Domenico Guzzini, presidente di Confindustria Macerata, è stato aspramente biasimato per questa dichiarazione, per la quale si è poi scusato rassegnando le dimissioni dalla carica. Un atto doveroso, ma non posso fare a meno di riflettere sulla buona coscienza di tante dita accusatorie. 

Infatti, se la società industriale è nata un po’ prima del Covid, forse la vera colpa di Guzzini non è tanto il contenuto della sua affermazione, quanto il suo carattere esplicito. Per fare un esempio concreto: secondo i dati della Agenzia Europea per l’Ambiente (EEA), in Italia ogni anno muoiono circa 21.600 persone in conseguenza dell’inquinamento da NO2 e quasi sessantamila per quello da PM2.5. Quando si propongono misure per contenerne le emissioni (blocchi del traffico, limitazione attività industriali, ecc.) politici, economisti, sindacalisti e rappresentanti di categoria di turno ripropongono sostanzialmente le argomentazioni di Guzzini, magari più delicatamente nei modi ma non nella sostanza.

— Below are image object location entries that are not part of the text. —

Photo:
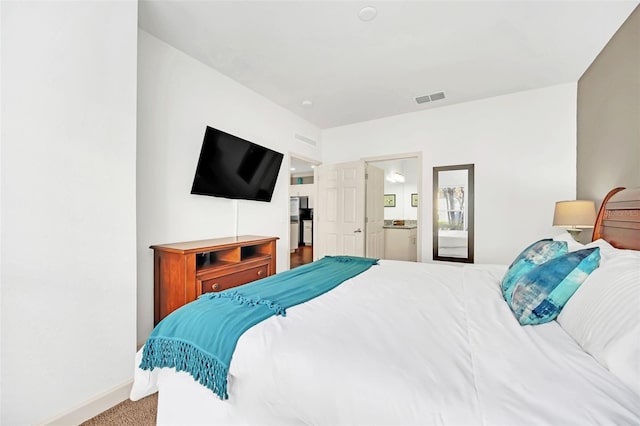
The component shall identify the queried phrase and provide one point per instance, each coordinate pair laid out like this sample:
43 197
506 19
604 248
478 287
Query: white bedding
402 343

Lo stesso avviene quando si difende a spada tratta la costruzione di una ‘grande opera’, malgrado possa aggravare il dissesto idrogeologico provocando gravi danni e morti alle prime piogge un po’ intense. Addirittura, quando vengono ostacolate le misure per non aggravare eccessivamente la crisi climatica, allora il ragionamento è da intendersi come “se intere fette di umanità moriranno, pazienza”. “Fare rinunce oggi per salvare vite domani”, tanto di moda oggi con il Covid, non è mai stato un programma all’ordine del giorno, è stato anzi sempre ferocemente deriso.

Insomma, la società imperniata sul motto “non si può fermare il Progresso (se muore qualcuno, pazienza)” non può accusare Guzzini di essere un cattivo maestro, ma lodarlo quale bravo allievo, anche se magari un po’ troppo vivace (e loquace).